Figure 4 shows the EL image (Fig. 4a) at 0.9 V compared to the PL image (Fig. 4b) of Si-IBC-1. The EL image is obtained in less than 15 minutes whereas PL images require six hours of data acquisition.

Light emission (PL and EL) by the sample is quite homogeneous but we can distinguish a defect zone where the emission intensity is reduced on the top right. This result is confirmed by spectral response measurements (not shown here). The high defect zone is accurately identified on the EL image (by the dashed circle) and on the PL picture.

The EL and PL corresponding images of the Si-IBC-2 are shown in Figure 5a and b respectively. The PL image is homogeneous with no visible surface defect zone. We note three different zones with dark (bottom left), bright (top right) and high intensity spots (white circles) on EL image. The Si-IBC-2 sample is less luminescent compared to the Si-IBC-1 due to the impact of resistive losses and local variation of the electronic properties.

As mentioned above (in Sect. 2), all physical processes appear and impact the radiative emission as described by equation (3). The first factor gives information on recombination and optical losses. The reflectance of the two samples was performed and results show no difference in shapes. As we apply forward bias, the EL emission of both samples is strongly affected by resistive losses.

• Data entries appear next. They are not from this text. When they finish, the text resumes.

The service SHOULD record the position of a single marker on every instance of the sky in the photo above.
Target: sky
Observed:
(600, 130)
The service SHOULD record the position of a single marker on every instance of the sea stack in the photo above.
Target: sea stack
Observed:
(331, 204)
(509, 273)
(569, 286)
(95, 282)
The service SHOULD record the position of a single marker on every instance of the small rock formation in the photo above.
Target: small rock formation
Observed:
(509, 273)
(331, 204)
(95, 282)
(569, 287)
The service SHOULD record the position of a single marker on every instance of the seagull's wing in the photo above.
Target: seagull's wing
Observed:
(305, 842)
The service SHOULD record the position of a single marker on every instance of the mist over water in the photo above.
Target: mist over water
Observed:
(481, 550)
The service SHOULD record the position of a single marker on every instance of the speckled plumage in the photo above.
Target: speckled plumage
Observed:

Figure 6 shows the EL images of the Si-IBC-1 (Fig. 6a) and Si-IBC-2 (Fig. 6b) when 0.6 V is applied. This value corresponds to an injection current of 10 mA. Since resistive losses occur at higher voltage, these images are less impacted by the resistive losses because of the low current injected.

Comparing the EL images at different biases for Si-IBC-1 (Figs. 4a to 6a) and Si-IBC-2 (Figs. 4b to 6b), we observe that the resistive losses more impact the Si-IBC-2. Elsewhere, the local variation of the intensity in Figure 5 is linked to the local variation of the optoelectronic properties. Indeed, the high minority carrier diffusion length zone is characterized by the high EL intensity. In particular, the very bright spots on the Si-IBC-2 EL image correspond to places where the recombination surface velocity is locally very low.

thumbnail Fig. 3

Schematic (left) and back side image (right) of the silicon Interdigitated Back Contact solar cell.
thumbnail Fig. 4

(a) EL image of Si-IBC-1 at 0.9 V bias compared to (b) PL image obtained by μ-confocal microscope, excitation wavelength is 532 nm. The white circle indicates the high electrical defect zone.
thumbnail Fig. 5

(a) EL image of Si-IBC-2 at 0.9 V bias compared to PL image (b) obtained by μ-confocal microscope.
thumbnail Fig. 6

EL image of Si-IBC-1 (a) and Si-IBC-2 (b) at 0.6 V bias corresponding to low injection (10 mA) current operating mode.

4.2 EL imaging on bottom cells for 3T devices

In this section, we present a description of four IBC samples with SBOB layers, and we focus on their EL maps. Due to its attractiveness and swiftness, we used the EL technique to characterize four Si-IBC bottom cells prepared for three-terminal tandem fabrication labeled A, B, C, and D.

All bottom subcells have the conventional previously described IBC configuration, and the front surface is passivated with a stack of thin intrinsic and doped hydrogenated amorphous silicon layers (5 nm each) and covered with a 12 nm thick Indium Tin Oxide (ITO) layer, as depicted in Figure 7.

The EL images of the four samples are presented in Figure 8. First, we note the difference between radiative emission intensity which is higher for samples A and B than for C and D.

Note that all measurements have been performed in the same conditions with 1 V voltage bias. Samples C and D are show lower EL intensity in these condition because of higher non-radiative recombination. Note that the lifetime measurements were performed using the microwave-detected photoconductance decay (μW-PCD) technique and show low effective carrier lifetime of around 38 μs. Therefore, we conclude that non-radiative recombination is dominated mostly by the surface recombination. In addition, we observed horizontal dark lines (shown by black arrows on Fig. 8) on the images of samples B, C, and D. These dark lines are due to a poor adherence of the fingers and a poor metallization.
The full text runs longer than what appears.